Veteran wins firefighter honor

November 01, 1999

Outstanding FirefighterBy KIMBERLY YAKOWSKI / Staff Writer

photo: JOE CROCETTA / staff photographer

On Oct. 21, Richard Baer was named Outstanding Firefighter by the Washington County Volunteer Fire & Rescue Association.

Baer said he appreciates being acknowledged by his peers but believes that if an award is to be given it should go to someone else - his wife.

"Many a meal has gotten cold while I was out on a call," said Baer.

Married to Donna Baer for 40 years, he said she has supported him every step of the way.

"They're the unsung heroes," he said referring to the spouses of rescuers.

A volunteer with the Longmeadow Volunteer Fire Department, Baer has answered the call to service for the past 46 years.

At 62, Baer doesn't often get close to the flames anymore.

"My wife doesn't want me to (fight fires) and I respect that. But if push comes to shove, I'll help out," he said.


Baer is still relied on to drive the company's trucks at an age when many firefighters step onto the sidelines.

At the age of 16, the Washington County native followed in the footsteps of several family members in devoting himself to firefighting.

"I just never knew any different. It was what I was taught and it gave you a sense of pride," he said.

Baer said his parents instilled in him an appreciation for community involvement. "I was taught do what I can for people."

Originally a member of the Maugansville Goodwill Fire Department, Baer in 1970 helped organize the Longmeadow Fire Department on Longmeadow Road in Hagerstown.
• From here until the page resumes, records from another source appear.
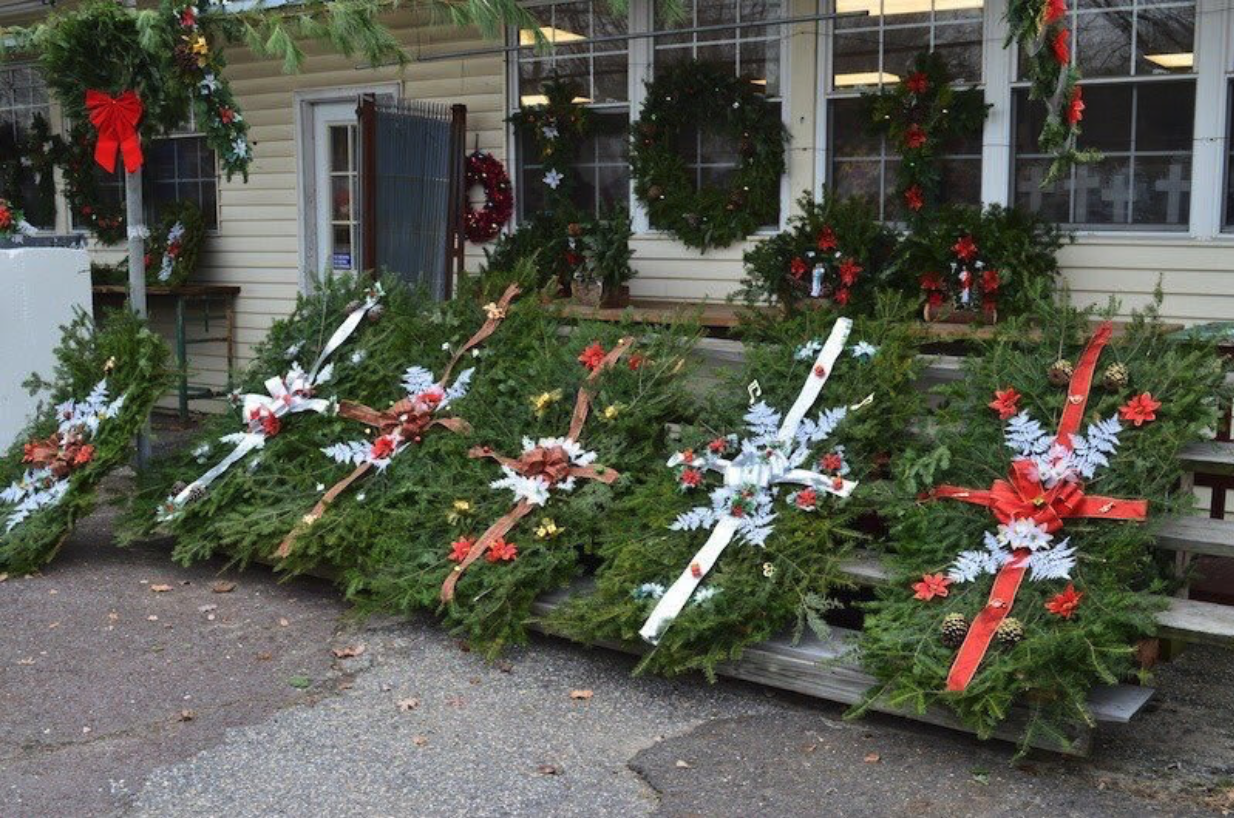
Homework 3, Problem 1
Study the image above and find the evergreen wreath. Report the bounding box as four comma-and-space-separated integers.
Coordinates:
463, 151, 515, 244
863, 52, 991, 218
1003, 0, 1101, 182
896, 205, 1065, 323
0, 310, 170, 574
631, 62, 789, 250
739, 194, 896, 313
855, 302, 1227, 748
He served in several positions with Longmeadow, including vice president, lieutenant, recording secretary, captain, chaplain, fire chief, firefighter, chief engineer, deputy chief and secretary.
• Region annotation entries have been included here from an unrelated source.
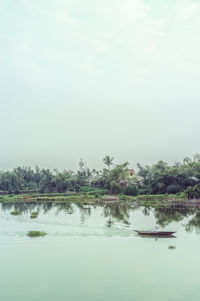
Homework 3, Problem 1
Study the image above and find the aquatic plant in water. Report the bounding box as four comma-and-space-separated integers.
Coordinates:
10, 210, 22, 215
30, 212, 39, 218
27, 231, 47, 237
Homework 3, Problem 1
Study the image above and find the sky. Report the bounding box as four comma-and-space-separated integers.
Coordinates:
0, 0, 200, 170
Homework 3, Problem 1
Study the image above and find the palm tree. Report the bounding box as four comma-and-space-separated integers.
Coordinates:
103, 156, 114, 170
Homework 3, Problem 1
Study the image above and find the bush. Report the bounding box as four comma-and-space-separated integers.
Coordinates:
10, 211, 22, 215
30, 212, 39, 218
122, 186, 138, 196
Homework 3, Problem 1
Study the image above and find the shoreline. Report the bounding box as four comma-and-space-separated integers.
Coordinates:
0, 193, 200, 207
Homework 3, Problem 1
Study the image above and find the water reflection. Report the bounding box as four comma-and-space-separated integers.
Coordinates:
104, 204, 130, 227
0, 202, 200, 234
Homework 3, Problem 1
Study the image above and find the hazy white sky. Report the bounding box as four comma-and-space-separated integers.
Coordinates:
0, 0, 200, 169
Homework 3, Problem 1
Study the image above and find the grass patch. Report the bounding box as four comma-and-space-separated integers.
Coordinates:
27, 231, 47, 237
10, 210, 22, 215
30, 212, 39, 218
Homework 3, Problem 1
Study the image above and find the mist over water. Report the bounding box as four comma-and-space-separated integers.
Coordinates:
0, 203, 200, 301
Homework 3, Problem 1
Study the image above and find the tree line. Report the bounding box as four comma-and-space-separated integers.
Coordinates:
0, 154, 200, 198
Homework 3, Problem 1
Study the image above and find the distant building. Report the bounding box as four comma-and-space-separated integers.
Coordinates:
128, 169, 135, 177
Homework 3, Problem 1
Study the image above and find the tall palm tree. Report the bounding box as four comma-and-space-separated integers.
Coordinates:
103, 156, 114, 170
"Baer has established a very high standard of excellence which every firefighter should strive to obtain," said former Longmeadow Fire Chief Justin Mayhue in his Outstanding Firefighter nomination letter.
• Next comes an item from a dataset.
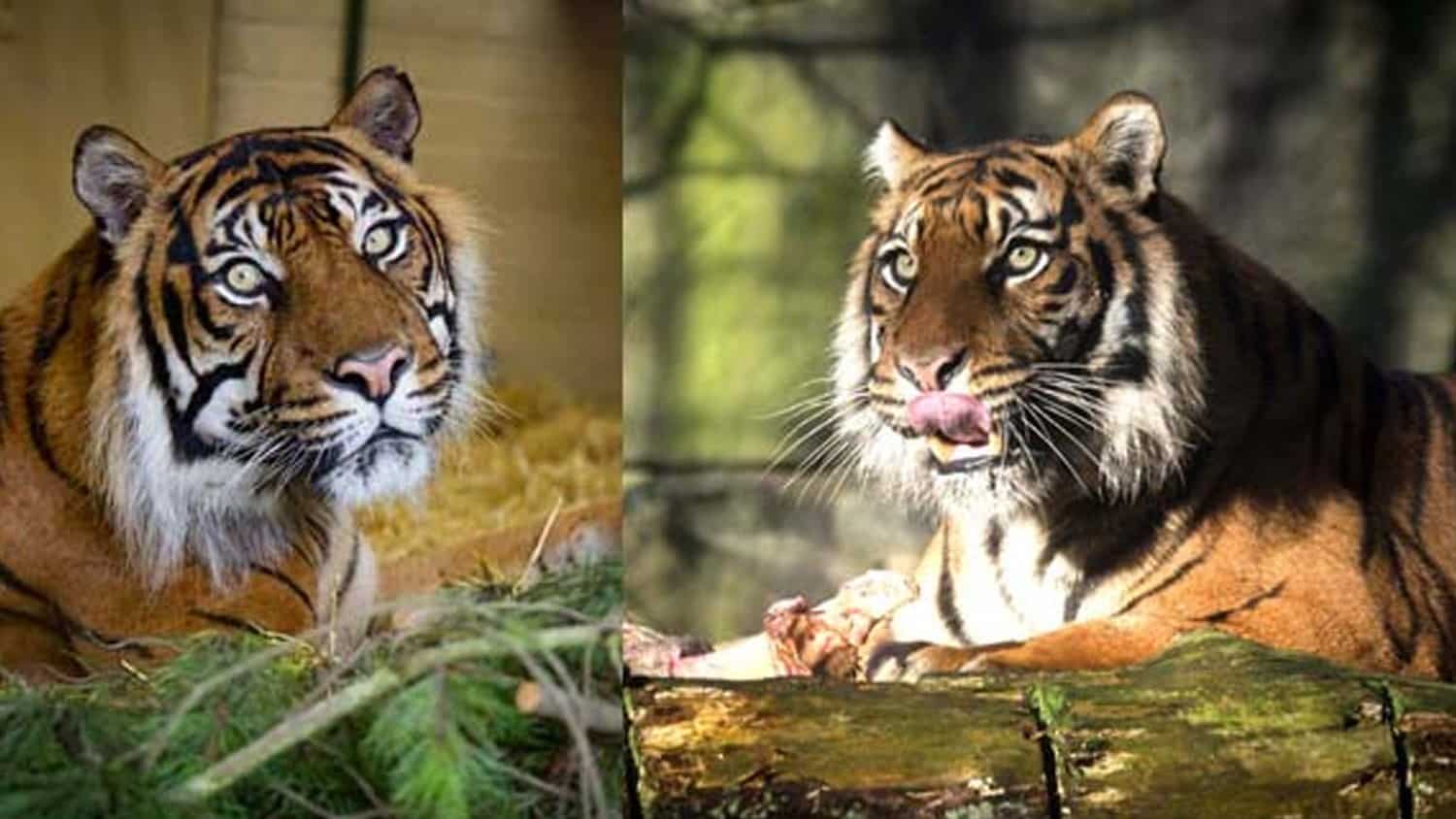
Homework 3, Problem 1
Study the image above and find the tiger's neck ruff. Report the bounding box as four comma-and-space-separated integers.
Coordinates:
5, 68, 485, 589
835, 93, 1456, 676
"Although soft-spoken, his words and actions are synonymous. In the face of fire and uncontrolled chaos his demeanor is calm and his actions are decisive," Mayhue wrote.

Through the years Baer experienced the physical toll firefighting brings, along with the camaraderie.

While fighting a fire in a two-story home more than 25 years ago, Baer fell through a staircase.

He escaped with just bruises but firefighters in another part of the home weren't so lucky, having to fight off a swarm of bees flushed out by the smoke, he said.

Modest about his years of service, Baer said that he isn't so special, although others would disagree.

Baer is someone "the world can look to with awe and wonder at his long successful career," said current Longmeadow Fire Chief Richard Roche.

One of Roche's favorite Richard Baer stories originated in 1996, when the firefighter, without a car to drive, ran from his lawn-care business on Marsh Pike to the fire station so the company would not fail on the call.

At the time Baer was 59 years old.

"Most would have not responded to the call at all, let alone run almost a mile and a half distance through fields and yards. But then Richard (Baer) is not most," said Roche.

Over the years Baer has fought his share of fires in which lives have been lost and homes destroyed.

"You can sit home and read about a fire or a flood in the paper, but when you sift through soggy, burnt remains of home you realize how much people really lose," said Baer.

"It makes you more appreciative of what you have."